Nationally, the Blackhawks-Flyers matchup drew a 5.8 overnight rating, its best in 36 years and drew a 3.2 adults 18-49 rating, topping all competing programming for the night. The game also drew 8.3 total million viewers, the largest for a Stanley Cup Final since 1974’s Flyers-Boston Bruins matchup. Game 6 also drew more viewers than last year’s Game 7 matchup between Pittsburgh and Detroit, with a 4 percent advantage.
Among individual overnight markets, Chicago rated the highest of course, followed by Philadelphia. But the game drew strong ratings in one place where you least expected it: Fort Myers, Fla., where NBC affiliate WBBH-TV drew a 6.1/10.
Other markets who drew well include Buffalo (WGRZ, 13.5/20), Pittsburgh (WPXI, 9.7/14 ), Detroit (WDIV, 6.3/10), Indianapolis (WTHR, 6.3/10), Minneapolis-St. Paul (KARE, 5.9/11) and Boston (WHDH, 5.1/9).
Apparently, the Blackhawks quest to end one of the longest championship droughts in sports drew lots of viewers, much like what happened in 1994 when the New York Rangers ended their 54-year drought when they beat the Vancouver Canucks to win the Cup.
The four NBC Stanley Cup games this year averaged 6.1 million viewers – the most in the thirteen years the Stanley Cup Finals have aired on broadcast network television (Fox had rights from 1995-99, then ABC from 2000-04, and NBC from 2006 on. The 2004-05 lockout prevented a Stanley Cup Final from taking place.)

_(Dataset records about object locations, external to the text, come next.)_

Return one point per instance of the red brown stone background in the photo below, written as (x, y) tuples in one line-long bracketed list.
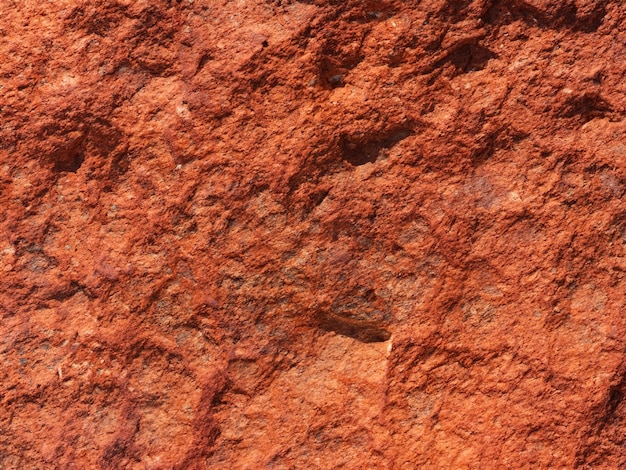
[(312, 234)]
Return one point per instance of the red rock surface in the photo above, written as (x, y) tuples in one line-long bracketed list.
[(312, 234)]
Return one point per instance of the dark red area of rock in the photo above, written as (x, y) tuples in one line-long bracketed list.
[(316, 234)]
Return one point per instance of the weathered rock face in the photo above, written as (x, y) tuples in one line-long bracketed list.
[(316, 234)]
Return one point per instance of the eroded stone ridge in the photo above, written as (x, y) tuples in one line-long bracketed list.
[(312, 234)]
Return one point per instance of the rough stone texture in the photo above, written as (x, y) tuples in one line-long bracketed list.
[(312, 234)]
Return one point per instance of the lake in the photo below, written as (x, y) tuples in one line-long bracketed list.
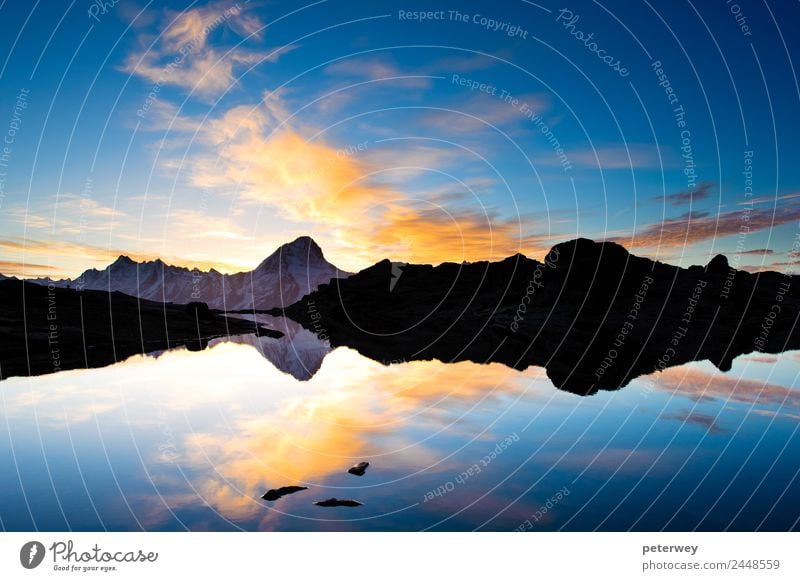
[(191, 440)]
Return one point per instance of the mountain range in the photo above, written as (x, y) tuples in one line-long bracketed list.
[(592, 314), (293, 270)]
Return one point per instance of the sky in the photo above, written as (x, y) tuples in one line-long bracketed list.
[(210, 133)]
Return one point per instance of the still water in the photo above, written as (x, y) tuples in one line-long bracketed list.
[(184, 440)]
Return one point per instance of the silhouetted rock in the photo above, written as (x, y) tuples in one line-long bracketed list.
[(592, 314), (47, 329), (336, 502), (359, 469), (276, 493), (199, 310)]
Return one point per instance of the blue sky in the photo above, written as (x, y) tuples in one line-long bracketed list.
[(210, 133)]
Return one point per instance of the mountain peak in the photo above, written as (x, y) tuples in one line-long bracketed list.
[(304, 243), (123, 260)]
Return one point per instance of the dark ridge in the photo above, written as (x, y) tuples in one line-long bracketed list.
[(44, 329), (336, 502), (592, 314), (276, 493)]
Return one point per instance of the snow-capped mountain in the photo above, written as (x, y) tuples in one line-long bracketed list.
[(289, 273)]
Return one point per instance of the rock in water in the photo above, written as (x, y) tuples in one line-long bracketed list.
[(359, 469), (336, 502), (276, 493)]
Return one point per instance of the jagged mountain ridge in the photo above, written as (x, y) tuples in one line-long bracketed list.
[(593, 315), (290, 272)]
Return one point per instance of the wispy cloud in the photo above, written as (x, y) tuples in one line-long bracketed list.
[(701, 192), (695, 227), (628, 156), (183, 55)]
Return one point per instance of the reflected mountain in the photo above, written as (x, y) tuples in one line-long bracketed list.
[(592, 314), (49, 329), (299, 352)]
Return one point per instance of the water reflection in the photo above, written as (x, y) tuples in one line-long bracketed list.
[(192, 440), (299, 353)]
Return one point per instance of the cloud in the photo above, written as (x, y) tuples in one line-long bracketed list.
[(182, 55), (706, 421), (758, 251), (631, 155), (11, 268), (346, 192), (770, 199), (691, 227), (377, 68), (479, 111), (701, 192), (699, 385)]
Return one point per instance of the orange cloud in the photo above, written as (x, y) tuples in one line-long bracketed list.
[(698, 384)]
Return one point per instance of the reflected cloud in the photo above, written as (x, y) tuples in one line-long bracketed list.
[(704, 386)]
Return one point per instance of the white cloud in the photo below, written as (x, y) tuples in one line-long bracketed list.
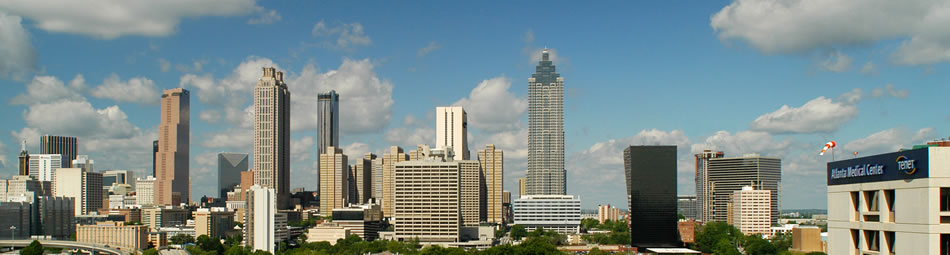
[(785, 27), (837, 62), (267, 17), (433, 46), (889, 91), (492, 107), (110, 19), (17, 56), (135, 90), (347, 35), (820, 115)]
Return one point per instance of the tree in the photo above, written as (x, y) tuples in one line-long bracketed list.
[(35, 248)]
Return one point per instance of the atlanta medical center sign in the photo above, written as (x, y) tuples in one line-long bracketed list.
[(903, 165)]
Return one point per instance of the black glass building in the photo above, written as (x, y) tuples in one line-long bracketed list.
[(651, 191)]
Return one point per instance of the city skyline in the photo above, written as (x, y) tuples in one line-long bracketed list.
[(696, 78)]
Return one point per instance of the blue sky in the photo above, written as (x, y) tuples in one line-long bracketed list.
[(770, 77)]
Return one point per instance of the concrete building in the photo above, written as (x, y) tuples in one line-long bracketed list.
[(727, 175), (491, 161), (65, 146), (395, 155), (272, 135), (43, 166), (546, 174), (114, 234), (704, 193), (752, 211), (230, 166), (145, 190), (334, 184), (891, 203), (451, 125), (561, 213), (214, 222), (650, 173), (687, 206), (328, 123), (172, 184), (84, 187)]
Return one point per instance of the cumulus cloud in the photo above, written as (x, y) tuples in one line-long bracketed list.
[(135, 90), (783, 27), (110, 19), (46, 89), (341, 35), (819, 115), (17, 56)]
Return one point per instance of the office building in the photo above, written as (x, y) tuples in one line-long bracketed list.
[(451, 125), (260, 223), (427, 200), (561, 213), (84, 187), (272, 135), (891, 203), (43, 166), (65, 146), (687, 206), (491, 161), (334, 184), (172, 182), (114, 234), (214, 222), (727, 175), (230, 166), (703, 187), (145, 190), (328, 122), (751, 211), (395, 155), (651, 191), (546, 174)]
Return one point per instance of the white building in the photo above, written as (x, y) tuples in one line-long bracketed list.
[(561, 213), (43, 166), (451, 125), (145, 190), (752, 210), (892, 203)]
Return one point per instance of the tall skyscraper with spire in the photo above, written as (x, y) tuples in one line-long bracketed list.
[(272, 135), (546, 174), (172, 184)]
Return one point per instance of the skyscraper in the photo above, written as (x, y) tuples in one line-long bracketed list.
[(451, 125), (727, 175), (172, 180), (230, 166), (492, 165), (62, 145), (328, 123), (546, 174), (272, 135), (334, 184), (703, 189), (651, 177)]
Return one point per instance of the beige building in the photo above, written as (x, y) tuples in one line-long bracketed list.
[(334, 184), (395, 155), (452, 131), (272, 135), (491, 161), (752, 210), (172, 185), (213, 222), (114, 234), (84, 187)]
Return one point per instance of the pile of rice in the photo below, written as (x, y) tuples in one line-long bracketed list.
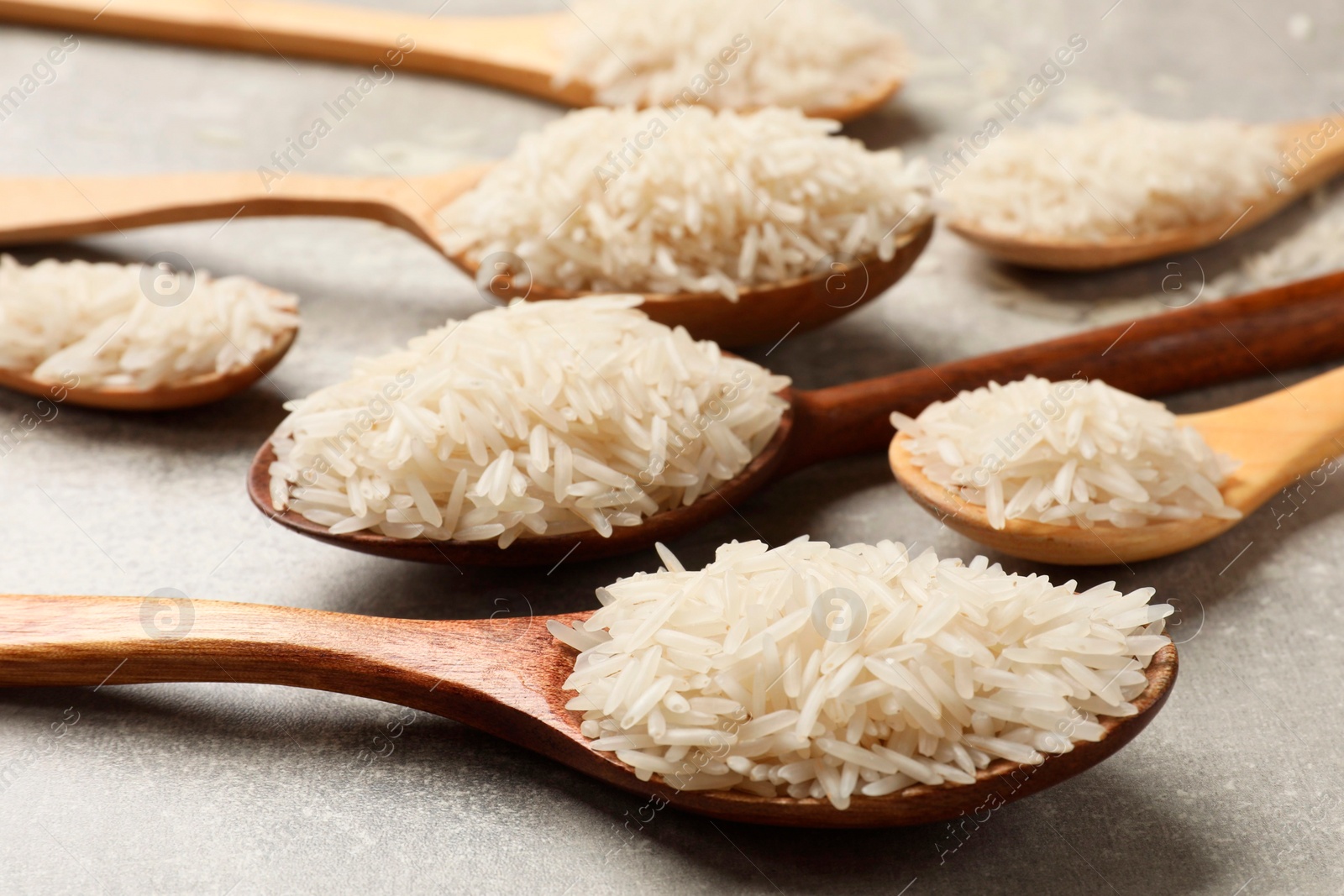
[(542, 417), (94, 322), (1070, 453), (669, 201), (823, 672), (811, 54), (1120, 176)]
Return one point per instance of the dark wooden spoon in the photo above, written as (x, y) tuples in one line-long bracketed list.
[(501, 676), (1269, 331)]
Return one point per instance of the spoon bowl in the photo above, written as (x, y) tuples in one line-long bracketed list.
[(515, 53), (190, 392), (503, 676), (1054, 253), (1198, 345), (1277, 438), (55, 208)]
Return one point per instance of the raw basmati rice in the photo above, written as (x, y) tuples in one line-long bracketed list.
[(538, 418), (1070, 453), (812, 54), (94, 322), (669, 201), (1314, 250), (1120, 176), (823, 672)]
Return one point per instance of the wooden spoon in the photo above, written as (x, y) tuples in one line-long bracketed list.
[(198, 390), (1055, 253), (45, 210), (501, 676), (1278, 438), (515, 53), (1198, 345)]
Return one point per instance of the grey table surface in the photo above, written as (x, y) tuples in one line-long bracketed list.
[(248, 789)]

Geek alert: As Phil Rosenthal’s Tower Ticker blog points out, eight of the nine championship clinchers in Chicago in the TV era all took place over NBC’s owned outlet here, WMAQ. Fox-owned WFLD aired the 2005 World Series clincher between the Chicago White Sox and Houston Astros.
So, what was media consumption like when the Blackhawks last won the Cup on April 16, 1961? Well…

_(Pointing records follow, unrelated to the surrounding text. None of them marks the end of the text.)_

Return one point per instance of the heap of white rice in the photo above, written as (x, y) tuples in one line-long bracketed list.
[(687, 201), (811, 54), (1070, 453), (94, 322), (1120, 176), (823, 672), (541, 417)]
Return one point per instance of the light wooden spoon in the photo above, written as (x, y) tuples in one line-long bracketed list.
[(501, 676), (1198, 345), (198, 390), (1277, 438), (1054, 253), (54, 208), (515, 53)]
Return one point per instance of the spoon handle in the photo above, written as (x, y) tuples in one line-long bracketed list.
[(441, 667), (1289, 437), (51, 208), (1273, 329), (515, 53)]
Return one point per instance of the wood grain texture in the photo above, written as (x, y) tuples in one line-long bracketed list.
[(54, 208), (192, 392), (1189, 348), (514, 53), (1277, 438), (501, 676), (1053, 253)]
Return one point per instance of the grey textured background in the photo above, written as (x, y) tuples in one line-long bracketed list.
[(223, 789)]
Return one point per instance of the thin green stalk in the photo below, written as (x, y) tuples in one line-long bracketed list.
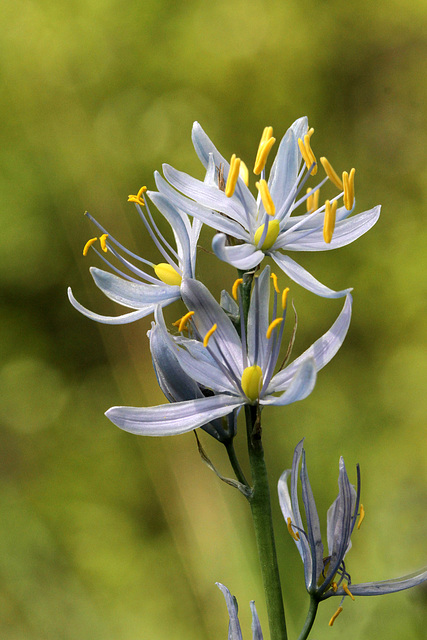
[(263, 525)]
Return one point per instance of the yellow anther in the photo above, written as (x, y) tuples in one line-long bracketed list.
[(347, 590), (167, 274), (312, 201), (275, 285), (138, 199), (292, 533), (267, 201), (270, 236), (103, 242), (329, 222), (335, 616), (244, 173), (272, 326), (233, 175), (208, 335), (331, 173), (285, 297), (252, 382), (361, 516), (235, 287), (88, 245)]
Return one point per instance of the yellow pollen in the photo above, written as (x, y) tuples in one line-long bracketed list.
[(275, 285), (88, 245), (347, 590), (103, 243), (331, 173), (167, 274), (244, 173), (335, 616), (267, 201), (252, 382), (292, 533), (361, 516), (272, 326), (270, 236), (138, 199), (233, 175), (285, 297), (312, 201), (235, 287), (329, 223), (208, 335)]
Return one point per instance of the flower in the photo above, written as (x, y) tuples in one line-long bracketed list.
[(328, 576), (234, 630), (133, 287), (238, 371), (250, 228)]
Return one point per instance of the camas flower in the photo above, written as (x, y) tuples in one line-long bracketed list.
[(250, 228), (237, 369), (327, 576), (133, 287), (234, 630)]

– The top-rated freshman series was CBS’ The Andy Griffith Show, which finished fourth for the season.
– If you thought the 1960-61 season was overrun with Westerns, you’re right: of the ten highest-rated shows on televison that season, four were Westerns, including the top three in respective order: CBS’ Gunsmoke, followed by NBC’s Wagon Train and CBS’ Have Gun, Will Travel. (CBS’ Rawhide was sixth.) Rounding out the top five were Griffith, and ABC’s The Real McCoys.
– Walt Disney Presents, a show which was instrumental in getting ABC off the ground, jumped to NBC in 1961 with the lure of producing and airing the series in color and changing the title of the series to what else? Walt Disney’s Wonderful World of Color. NBC ditched the show in 1981 after 20 seasons because of declining ratings and an increasing reliance on reruns. (35 years later, Disney would wind up buying ABC.)
– Other popular television series at the time included Dennis The Menace, The Untouchables, Naked City, Maverick, Lassie, and The Ed Sullivan Show.
– WLS-AM entered its second year as a Top 40 radio station. With personalities like Gene Taylor and Dick Biondi, the station quickly ascended to the top of the ratings.
– The number one song on the Billboard Hot 100 the day the Hawks won the Cup was “Blue Moon” by the The Marcels, which spent three weeks at the top spot.
– Just weeks after the Blackhawks won the Stanley Cup, FCC Chairman Newton Minow dismissed television as a “vast wasteland” in a speech at the National Association of Broadcasters convention. Don’t ask him what he thinks about television today.